Once again, this research put the low-carb diet head to head with the traditional (and ridiculous) recommendation of a low-fat diet. And guess which eating plan came out on top?
Within three weeks, subjects eating low-carb were able to cut their use of oral diabetes drugs by a whopping 86 percent. (That’s compared to just 6 percent among the subjects eating low-fat.)
But that’s not all. The low-carb diet group also saw a nine-point drop in systolic blood pressure (that’s the top number) in those three weeks. And by the end of the study, diastolic (the bottom number) pressure fell, as well.
Neither measure changed among the subjects on a low-fat diet.
Echocardiogram results also showed that more than half of the subjects started this study with abnormal diastolic function. But in almost all of these cases, this dysfunction normalized after following a low-carb diet.
And once again, the same couldn’t be said for a low-fat lifestyle.

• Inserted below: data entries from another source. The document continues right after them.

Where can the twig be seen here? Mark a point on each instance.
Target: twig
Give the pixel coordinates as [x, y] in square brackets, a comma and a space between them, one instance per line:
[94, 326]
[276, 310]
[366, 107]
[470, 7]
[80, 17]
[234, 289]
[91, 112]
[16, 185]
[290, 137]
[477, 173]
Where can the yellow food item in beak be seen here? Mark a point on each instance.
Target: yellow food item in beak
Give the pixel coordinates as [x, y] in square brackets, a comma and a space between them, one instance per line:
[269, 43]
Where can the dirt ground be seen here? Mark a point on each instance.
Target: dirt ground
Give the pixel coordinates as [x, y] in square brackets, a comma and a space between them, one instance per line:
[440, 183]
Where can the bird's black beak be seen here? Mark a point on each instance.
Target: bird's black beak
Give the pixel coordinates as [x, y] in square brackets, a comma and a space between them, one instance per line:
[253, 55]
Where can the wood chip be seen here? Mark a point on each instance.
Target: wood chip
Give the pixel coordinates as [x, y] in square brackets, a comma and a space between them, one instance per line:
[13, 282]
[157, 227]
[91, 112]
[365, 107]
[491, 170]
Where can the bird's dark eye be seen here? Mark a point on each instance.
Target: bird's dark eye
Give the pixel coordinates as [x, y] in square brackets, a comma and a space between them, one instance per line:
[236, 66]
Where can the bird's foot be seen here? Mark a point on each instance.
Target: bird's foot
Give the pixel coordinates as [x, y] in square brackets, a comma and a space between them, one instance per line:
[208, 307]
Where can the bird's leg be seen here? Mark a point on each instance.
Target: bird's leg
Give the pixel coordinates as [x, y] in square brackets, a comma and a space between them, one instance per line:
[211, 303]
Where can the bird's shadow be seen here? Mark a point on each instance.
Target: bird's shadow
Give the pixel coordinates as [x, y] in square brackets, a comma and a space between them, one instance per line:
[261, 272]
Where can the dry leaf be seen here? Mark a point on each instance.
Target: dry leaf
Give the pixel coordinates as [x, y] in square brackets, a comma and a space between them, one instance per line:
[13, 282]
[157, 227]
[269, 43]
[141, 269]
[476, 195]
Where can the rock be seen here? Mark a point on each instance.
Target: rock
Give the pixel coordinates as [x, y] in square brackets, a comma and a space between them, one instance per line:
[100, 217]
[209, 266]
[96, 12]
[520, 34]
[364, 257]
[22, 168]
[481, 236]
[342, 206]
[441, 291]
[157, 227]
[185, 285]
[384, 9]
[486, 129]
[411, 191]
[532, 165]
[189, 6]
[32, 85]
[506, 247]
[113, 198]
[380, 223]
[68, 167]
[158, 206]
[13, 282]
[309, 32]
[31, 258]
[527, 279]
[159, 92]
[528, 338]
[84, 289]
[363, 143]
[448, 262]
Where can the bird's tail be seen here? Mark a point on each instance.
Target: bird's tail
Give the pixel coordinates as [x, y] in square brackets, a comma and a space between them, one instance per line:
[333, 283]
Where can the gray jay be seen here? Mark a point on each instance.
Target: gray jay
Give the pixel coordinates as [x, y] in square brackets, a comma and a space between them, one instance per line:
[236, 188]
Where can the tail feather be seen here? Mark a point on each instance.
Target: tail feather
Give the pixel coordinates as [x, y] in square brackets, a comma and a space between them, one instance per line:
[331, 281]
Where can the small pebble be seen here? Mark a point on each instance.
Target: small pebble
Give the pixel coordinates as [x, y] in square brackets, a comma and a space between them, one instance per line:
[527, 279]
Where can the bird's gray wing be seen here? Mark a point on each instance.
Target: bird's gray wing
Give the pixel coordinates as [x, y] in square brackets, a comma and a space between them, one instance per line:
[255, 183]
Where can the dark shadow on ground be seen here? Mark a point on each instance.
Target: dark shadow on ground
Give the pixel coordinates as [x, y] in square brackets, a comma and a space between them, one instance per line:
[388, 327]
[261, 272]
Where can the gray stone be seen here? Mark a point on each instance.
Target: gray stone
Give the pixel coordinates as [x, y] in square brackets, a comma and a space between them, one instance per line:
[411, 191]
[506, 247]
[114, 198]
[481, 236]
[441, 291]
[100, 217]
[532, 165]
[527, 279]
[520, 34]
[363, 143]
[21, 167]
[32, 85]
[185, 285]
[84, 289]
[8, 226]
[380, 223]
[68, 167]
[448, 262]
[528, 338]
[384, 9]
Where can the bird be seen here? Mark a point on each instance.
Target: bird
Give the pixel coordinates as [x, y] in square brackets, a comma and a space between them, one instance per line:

Researchers attributed these improvements to an increase in the heart muscle’s ability to use energy on a low-cab diet. (A decline in available energy to your heart seems to be the main pathway by which insulin resistance and diabetes lead to diastolic dysfunction.)
But whatever the mechanism at work was, the payoff was clear as day. Subjects eating a low-carb diet were able to take fewer oral diabetes medications while reducing both systolic and diastolic blood pressure.
And a low-fat-diet? Well, it had no obvious effects on diastolic function, blood pressure, or medication use.
So, let’s see here… simply by reducing the amount of carbohydrates you eat, you can improve your health while reducing your dependence on blood sugar and blood pressure medications. (Two of the most highly prescribed drugs in the country, I should add.)
Is it any wonder this study got no attention???
Obviously Big Pharma wants to keep the lid on any solutions that might keep you off of their drugs. So of course this breakthrough study wasn’t splashed on banners across the world–even though it should have been.
It goes without saying that dietary changes are much safer than medications. Not to mention cheaper–a particularly important factor in the health of developing nations.
The solution here isn’t complicated. In fact, it really couldn’t be simpler. My New Hamptons Health Miracle is the way to go if you want to prevent diabetes and improve your heart function.
All I ask is that you think about that the next time you’re tempted to reach for a cookie.
“A low glycemic/insulinemic diet improves diastolic cardiac function and metabolic syndrome more than the traditional low-fat diet in overweight patients with type 2 diabetes.” Prediabetes and the Metabolic Syndrome 2013 Congress; April 19, 2013; Vienna, Austria. Abstract 852.